Essex Fire and Rescue Service is taking part in the No Time to Lose campaign launched by IOSH, the chartered body for health and safety professionals, in support of World Cancer Day on February 4th.
Dave Bill, director of prevention, protection and response at the service, said: “As our employees continue to extend their working life, we know it is more important than ever to support healthy ageing and a sustainable workforce.
“It is both our legal and moral obligation to educate and train our staff in the risks associated with exposure to known and unknown carcinogens, particularly in the context of an emergency incident environment.”
Organisations in Montenegro and Trinidad also signed up in support of the campaign.
Kalamper, based in Montenegro, has operations in tourism, catering, petroleum products, real estate, construction and transport.

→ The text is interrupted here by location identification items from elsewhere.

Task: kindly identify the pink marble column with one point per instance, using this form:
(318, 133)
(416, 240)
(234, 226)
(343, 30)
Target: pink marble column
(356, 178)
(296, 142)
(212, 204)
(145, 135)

Elvir Kalamperovic, co-founder of Kalamper, said: “Kalamper Ltd actively spreads the IOSH message to our employers and to our sub-contractors.

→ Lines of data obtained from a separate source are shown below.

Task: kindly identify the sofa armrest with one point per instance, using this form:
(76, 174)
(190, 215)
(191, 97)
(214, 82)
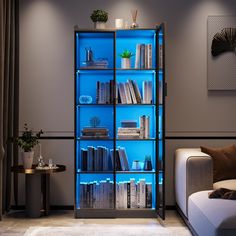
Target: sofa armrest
(193, 173)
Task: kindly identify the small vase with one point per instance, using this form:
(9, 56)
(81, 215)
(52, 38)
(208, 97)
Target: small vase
(27, 159)
(99, 25)
(147, 165)
(125, 63)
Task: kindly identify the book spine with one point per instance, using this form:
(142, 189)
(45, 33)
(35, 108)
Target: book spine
(133, 201)
(147, 127)
(149, 56)
(142, 56)
(125, 195)
(128, 195)
(137, 91)
(131, 88)
(142, 203)
(137, 57)
(148, 195)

“We are doing all we can to improve the health and wellbeing of all those who work in our industry. Raising awareness of occupational cancer will make the construction industry healthier.”
HHSL is a training consultancy based in Trinidad, specialising in the offshore industry. Its managing director, Captain H Anthony Vieira, said: “We believe we are an ideal medium to raise awareness about the campaign and work-related cancers, due to the large numbers of people we engage.
“We hope that clients and delegates will use this vital information available to them to assess their own organisation and processes, and that they will implement stringent action plans with the applicable controls to reduce the associated risks.”
Each year World Cancer Day unites the world’s population in the fight against cancer. It aims to save millions of preventable deaths each year by raising awareness and education about the disease, pressing governments and individuals across the world to take action.
About 8.8 million people die from cancer worldwide every year, 742,000 of those from an occupational cancer.